Analysing SSAS Extended Event Data With Power Query: Part 1
Reposted from Chris Webb's blog with the author's permission.
The other day, while I was reading this post by Melissa Coates, I was reminded of the existence of extended events in SSAS. I say 'reminded' because although this is a subject I've blogged about before, I have never done anything serious with extended events because you can get the same data from Profiler much more easily, so I had pretty much forgotten about them. But. while Profiler is good, it's a long way from perfect and there's a lot of information that you can get from a trace that is still very hard to analyse. I started thinking: what if there was a tool we could use to analyse the data captured by extended events easily? [Lightbulb moment] Of course, Power Query!
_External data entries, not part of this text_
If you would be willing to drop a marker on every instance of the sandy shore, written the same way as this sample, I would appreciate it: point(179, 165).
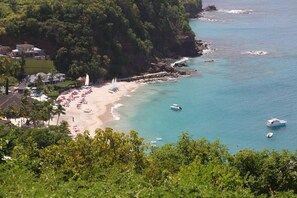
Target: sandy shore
point(100, 101)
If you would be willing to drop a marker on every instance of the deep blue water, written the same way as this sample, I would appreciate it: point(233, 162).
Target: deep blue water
point(231, 98)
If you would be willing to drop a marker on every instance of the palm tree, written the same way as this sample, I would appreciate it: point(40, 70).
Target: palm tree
point(48, 105)
point(60, 110)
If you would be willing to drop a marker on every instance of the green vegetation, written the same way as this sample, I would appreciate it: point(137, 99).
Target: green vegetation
point(98, 37)
point(11, 69)
point(35, 66)
point(45, 162)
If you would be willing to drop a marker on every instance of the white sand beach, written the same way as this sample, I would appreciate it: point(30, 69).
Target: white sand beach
point(96, 111)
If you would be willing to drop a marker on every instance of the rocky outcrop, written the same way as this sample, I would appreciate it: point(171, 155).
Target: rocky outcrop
point(193, 9)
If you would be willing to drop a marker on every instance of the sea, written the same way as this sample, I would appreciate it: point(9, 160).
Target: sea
point(248, 75)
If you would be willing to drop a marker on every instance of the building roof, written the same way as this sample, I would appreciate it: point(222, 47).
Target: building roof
point(10, 100)
point(4, 122)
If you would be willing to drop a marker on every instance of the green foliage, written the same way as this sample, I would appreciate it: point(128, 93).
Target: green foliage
point(47, 163)
point(102, 38)
point(35, 66)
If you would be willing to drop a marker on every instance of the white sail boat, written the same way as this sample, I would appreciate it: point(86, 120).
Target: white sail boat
point(87, 82)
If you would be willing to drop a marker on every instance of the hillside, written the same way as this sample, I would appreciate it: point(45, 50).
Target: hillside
point(45, 162)
point(103, 38)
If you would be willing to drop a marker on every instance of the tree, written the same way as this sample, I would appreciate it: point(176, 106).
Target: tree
point(6, 86)
point(58, 111)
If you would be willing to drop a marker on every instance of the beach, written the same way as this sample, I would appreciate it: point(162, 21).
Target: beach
point(96, 110)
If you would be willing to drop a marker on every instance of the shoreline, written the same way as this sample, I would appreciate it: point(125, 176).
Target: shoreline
point(99, 101)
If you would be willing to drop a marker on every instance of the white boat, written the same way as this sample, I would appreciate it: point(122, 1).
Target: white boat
point(269, 135)
point(175, 107)
point(274, 122)
point(87, 110)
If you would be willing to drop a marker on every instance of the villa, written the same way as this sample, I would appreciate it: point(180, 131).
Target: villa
point(47, 78)
point(29, 51)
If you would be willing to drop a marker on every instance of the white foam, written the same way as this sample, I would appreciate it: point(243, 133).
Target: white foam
point(255, 52)
point(207, 19)
point(239, 11)
point(184, 59)
point(208, 50)
point(115, 114)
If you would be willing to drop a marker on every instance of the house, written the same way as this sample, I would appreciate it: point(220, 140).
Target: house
point(47, 78)
point(7, 101)
point(29, 51)
point(4, 122)
point(4, 50)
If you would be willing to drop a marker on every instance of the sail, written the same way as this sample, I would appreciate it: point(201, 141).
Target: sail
point(87, 82)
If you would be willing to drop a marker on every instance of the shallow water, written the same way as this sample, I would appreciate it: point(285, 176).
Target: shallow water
point(231, 98)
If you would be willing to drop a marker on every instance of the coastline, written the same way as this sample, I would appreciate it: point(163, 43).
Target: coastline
point(99, 101)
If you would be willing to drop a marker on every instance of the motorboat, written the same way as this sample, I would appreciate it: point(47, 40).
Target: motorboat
point(87, 110)
point(175, 107)
point(269, 135)
point(274, 122)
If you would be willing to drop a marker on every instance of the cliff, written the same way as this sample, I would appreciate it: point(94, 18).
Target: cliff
point(103, 38)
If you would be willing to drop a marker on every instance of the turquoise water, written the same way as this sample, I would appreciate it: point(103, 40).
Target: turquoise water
point(231, 98)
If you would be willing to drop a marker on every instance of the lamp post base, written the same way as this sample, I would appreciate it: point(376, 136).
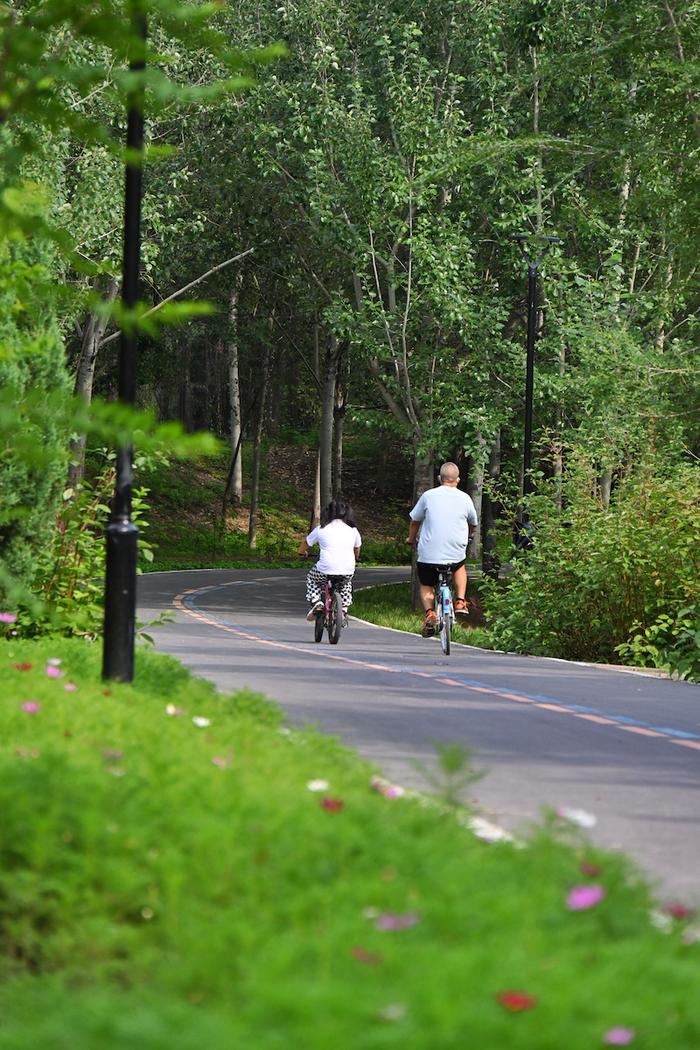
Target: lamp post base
point(120, 601)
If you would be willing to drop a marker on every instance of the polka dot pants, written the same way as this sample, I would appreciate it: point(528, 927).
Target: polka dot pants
point(316, 588)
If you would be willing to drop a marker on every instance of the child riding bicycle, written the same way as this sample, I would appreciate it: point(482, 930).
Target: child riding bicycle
point(339, 542)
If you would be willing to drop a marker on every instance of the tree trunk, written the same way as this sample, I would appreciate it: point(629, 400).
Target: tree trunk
point(557, 458)
point(331, 360)
point(339, 407)
point(423, 479)
point(316, 508)
point(475, 490)
point(490, 562)
point(185, 407)
point(234, 387)
point(92, 336)
point(255, 479)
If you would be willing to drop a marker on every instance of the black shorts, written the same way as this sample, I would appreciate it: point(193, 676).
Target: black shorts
point(427, 573)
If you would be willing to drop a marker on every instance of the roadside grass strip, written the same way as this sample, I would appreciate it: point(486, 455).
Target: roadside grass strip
point(179, 869)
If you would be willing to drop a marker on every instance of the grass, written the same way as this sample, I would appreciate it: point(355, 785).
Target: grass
point(168, 886)
point(389, 606)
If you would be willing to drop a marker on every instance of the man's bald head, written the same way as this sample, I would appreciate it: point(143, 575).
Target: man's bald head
point(449, 474)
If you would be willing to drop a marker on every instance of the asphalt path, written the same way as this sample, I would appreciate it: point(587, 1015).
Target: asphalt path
point(620, 746)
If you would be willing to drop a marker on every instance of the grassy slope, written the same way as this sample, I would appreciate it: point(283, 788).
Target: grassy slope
point(389, 605)
point(186, 500)
point(151, 898)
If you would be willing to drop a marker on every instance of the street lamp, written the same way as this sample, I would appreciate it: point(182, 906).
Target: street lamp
point(533, 266)
point(122, 533)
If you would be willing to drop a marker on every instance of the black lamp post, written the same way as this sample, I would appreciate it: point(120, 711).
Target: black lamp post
point(533, 268)
point(122, 533)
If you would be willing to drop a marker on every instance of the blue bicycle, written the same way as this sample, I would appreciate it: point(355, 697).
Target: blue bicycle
point(444, 607)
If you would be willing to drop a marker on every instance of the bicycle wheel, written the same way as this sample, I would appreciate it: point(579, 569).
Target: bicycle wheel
point(335, 618)
point(445, 625)
point(319, 624)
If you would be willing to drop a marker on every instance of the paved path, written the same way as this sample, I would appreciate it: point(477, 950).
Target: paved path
point(622, 746)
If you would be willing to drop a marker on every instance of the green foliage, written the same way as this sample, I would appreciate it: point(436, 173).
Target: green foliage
point(596, 575)
point(33, 444)
point(454, 772)
point(672, 643)
point(67, 590)
point(171, 886)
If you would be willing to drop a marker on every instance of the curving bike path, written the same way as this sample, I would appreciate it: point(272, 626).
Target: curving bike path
point(621, 746)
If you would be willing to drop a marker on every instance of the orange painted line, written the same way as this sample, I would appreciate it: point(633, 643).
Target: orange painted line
point(501, 694)
point(641, 731)
point(596, 718)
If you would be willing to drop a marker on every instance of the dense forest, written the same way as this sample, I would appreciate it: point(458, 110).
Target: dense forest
point(340, 180)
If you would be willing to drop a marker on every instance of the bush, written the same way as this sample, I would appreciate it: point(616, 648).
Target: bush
point(595, 578)
point(671, 643)
point(33, 438)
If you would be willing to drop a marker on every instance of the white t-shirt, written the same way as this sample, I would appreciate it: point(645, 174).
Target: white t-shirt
point(337, 542)
point(446, 515)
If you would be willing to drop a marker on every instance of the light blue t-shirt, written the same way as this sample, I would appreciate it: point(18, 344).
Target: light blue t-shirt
point(445, 515)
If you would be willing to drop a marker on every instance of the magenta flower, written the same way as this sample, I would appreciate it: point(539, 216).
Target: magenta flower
point(678, 910)
point(581, 898)
point(220, 761)
point(515, 1002)
point(618, 1036)
point(390, 921)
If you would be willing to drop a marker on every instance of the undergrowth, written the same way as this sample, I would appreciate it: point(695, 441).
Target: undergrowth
point(170, 882)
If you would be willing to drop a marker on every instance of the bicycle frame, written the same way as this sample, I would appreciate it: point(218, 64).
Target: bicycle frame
point(444, 608)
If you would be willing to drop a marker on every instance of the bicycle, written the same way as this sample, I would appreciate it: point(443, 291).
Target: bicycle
point(332, 616)
point(444, 607)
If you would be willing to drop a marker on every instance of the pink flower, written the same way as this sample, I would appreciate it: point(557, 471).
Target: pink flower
point(581, 898)
point(678, 910)
point(516, 1001)
point(618, 1036)
point(390, 922)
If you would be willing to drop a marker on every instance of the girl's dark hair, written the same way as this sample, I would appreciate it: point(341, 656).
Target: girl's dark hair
point(338, 508)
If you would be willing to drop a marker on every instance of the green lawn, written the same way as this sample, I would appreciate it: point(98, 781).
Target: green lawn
point(168, 885)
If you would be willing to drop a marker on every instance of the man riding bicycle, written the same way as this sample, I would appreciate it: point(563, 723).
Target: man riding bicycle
point(443, 516)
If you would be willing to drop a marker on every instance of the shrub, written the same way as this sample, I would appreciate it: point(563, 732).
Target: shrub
point(33, 438)
point(596, 576)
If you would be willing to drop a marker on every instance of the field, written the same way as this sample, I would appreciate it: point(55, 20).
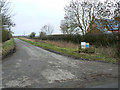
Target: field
point(71, 50)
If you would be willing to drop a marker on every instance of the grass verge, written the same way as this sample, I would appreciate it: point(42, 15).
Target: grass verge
point(8, 47)
point(72, 52)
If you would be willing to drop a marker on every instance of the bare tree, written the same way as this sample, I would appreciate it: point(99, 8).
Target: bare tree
point(48, 29)
point(77, 17)
point(106, 14)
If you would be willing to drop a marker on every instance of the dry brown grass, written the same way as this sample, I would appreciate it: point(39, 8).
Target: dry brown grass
point(110, 51)
point(56, 43)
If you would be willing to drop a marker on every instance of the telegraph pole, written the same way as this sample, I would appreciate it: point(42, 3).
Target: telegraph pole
point(0, 48)
point(0, 26)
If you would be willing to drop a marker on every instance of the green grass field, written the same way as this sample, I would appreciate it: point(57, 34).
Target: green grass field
point(7, 46)
point(73, 52)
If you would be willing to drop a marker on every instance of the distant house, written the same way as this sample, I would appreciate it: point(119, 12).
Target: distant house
point(104, 26)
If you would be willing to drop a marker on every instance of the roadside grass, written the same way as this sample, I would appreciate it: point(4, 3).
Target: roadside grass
point(7, 47)
point(71, 51)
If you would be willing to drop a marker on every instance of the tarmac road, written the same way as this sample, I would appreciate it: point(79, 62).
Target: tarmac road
point(33, 67)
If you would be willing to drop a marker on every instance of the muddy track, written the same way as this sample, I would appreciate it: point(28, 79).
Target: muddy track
point(31, 66)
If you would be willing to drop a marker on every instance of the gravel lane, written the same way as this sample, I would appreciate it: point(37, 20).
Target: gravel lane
point(33, 67)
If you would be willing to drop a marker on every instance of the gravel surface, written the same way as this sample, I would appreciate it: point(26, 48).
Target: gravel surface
point(33, 67)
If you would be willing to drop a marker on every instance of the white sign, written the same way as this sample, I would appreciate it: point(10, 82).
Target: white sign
point(83, 43)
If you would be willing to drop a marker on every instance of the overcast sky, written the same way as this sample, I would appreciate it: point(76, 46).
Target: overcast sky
point(31, 15)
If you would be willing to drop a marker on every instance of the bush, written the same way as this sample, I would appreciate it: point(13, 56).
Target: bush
point(94, 39)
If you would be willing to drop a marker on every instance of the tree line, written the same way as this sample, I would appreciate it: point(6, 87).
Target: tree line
point(79, 16)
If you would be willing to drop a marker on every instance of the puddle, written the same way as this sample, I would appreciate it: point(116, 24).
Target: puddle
point(59, 75)
point(20, 82)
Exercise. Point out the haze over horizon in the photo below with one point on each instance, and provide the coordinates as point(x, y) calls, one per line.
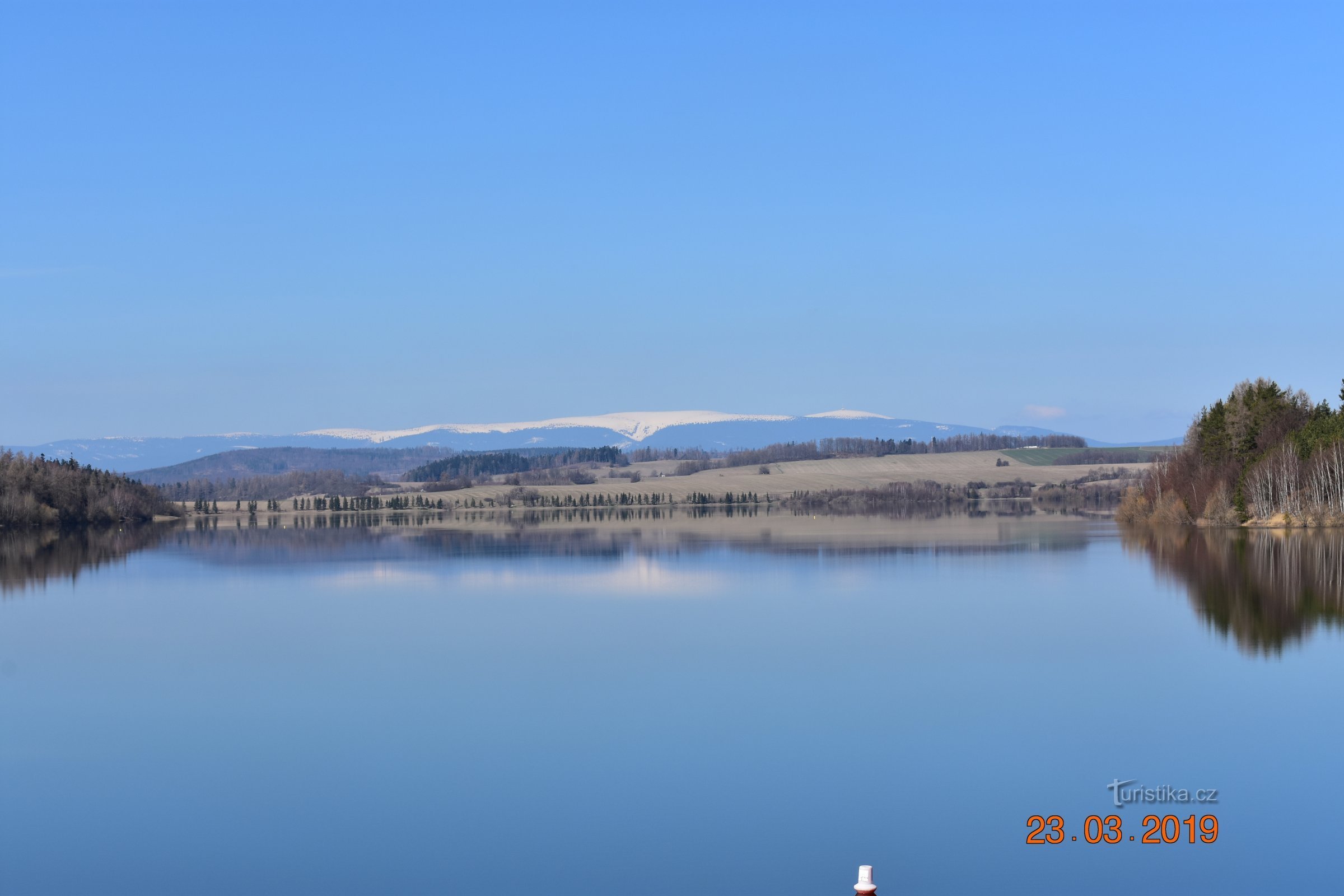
point(274, 220)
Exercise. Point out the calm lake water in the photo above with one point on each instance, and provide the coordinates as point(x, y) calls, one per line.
point(689, 706)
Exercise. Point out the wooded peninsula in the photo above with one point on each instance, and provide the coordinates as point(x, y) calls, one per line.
point(1264, 456)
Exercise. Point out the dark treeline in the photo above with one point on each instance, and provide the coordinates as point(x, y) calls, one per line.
point(879, 500)
point(835, 448)
point(269, 461)
point(39, 492)
point(1097, 489)
point(1262, 452)
point(486, 464)
point(1109, 456)
point(261, 488)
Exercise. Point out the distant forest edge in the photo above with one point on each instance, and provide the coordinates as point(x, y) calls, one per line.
point(270, 461)
point(460, 470)
point(828, 449)
point(35, 491)
point(1086, 456)
point(486, 464)
point(1264, 453)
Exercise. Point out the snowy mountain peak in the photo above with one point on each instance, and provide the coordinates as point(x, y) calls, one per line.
point(633, 425)
point(846, 414)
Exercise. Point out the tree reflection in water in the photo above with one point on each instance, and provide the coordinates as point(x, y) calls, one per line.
point(1267, 589)
point(34, 557)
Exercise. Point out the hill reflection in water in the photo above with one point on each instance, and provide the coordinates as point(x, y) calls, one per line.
point(603, 535)
point(1265, 589)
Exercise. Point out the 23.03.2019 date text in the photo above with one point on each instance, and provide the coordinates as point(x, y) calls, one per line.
point(1158, 829)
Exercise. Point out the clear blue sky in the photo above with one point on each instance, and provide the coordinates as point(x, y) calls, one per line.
point(280, 217)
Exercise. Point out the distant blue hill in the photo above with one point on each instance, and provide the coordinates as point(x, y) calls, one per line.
point(709, 430)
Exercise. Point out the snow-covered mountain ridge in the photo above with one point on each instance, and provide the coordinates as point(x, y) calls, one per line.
point(659, 429)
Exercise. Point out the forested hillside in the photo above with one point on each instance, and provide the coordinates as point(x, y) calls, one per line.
point(269, 461)
point(474, 465)
point(1261, 452)
point(39, 492)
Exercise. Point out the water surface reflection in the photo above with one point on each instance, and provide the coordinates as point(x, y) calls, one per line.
point(1264, 589)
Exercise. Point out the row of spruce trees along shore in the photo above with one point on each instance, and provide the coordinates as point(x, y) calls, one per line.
point(1260, 453)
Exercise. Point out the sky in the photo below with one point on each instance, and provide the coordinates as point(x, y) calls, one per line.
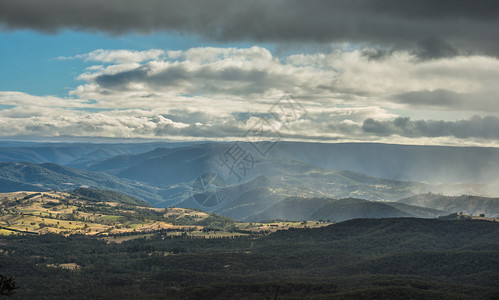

I'm not going to go over how to use Extended Events in SSAS because the following blog posts do a great job already:
http://byobi.com/blog/2013/06/extended-events-for-analysis-services/
http://markvsql.com/2014/02/introduction-to-analysis-services-extended-events/
https://francescodechirico.wordpress.com/2012/08/03/identify-storage-engine-and-formula-engine-bottlenecks-with-new-ssas-xevents-5/
You may also want to check out these (old, but still relevant) articles on performance tuning SSAS taken from the book I co-wrote with Marco and Alberto, "Expert Cube Development":
http://www.packtpub.com/article/query-performance-tuning-microsoft-analysis-services-part1
http://www.packtpub.com/article/query-performance-tuning-microsoft-analysis-services-part2
What I want to concentrate on in this series of posts is how to make sense of this data using Power BI in general and Power Query in particular. The first step is to be able to load data from the .xel file using Power Query, and that's what this post will cover. In the future I want to explore how to get at and use specific pieces of text data such as that given by the Query Subcube Verbose, Calculation Evaluation and Resource Usage events, and to show how this data can be used to solve difficult performance problems. I'm only going to talk about SSAS Multidimensional, but of course a lot of what I show will be applicable (or easily adapted to) Tabular; I guess you could also do something similar for SQL Server Extended Events too. I'm also going to focus on ad hoc analysis of this data, rather than building a more generic performance monitoring solution; the latter is a perfectly valid thing to want to build, but why build one yourself when companies like SQL Sentry have great tools for this purpose that you can buy off the shelf?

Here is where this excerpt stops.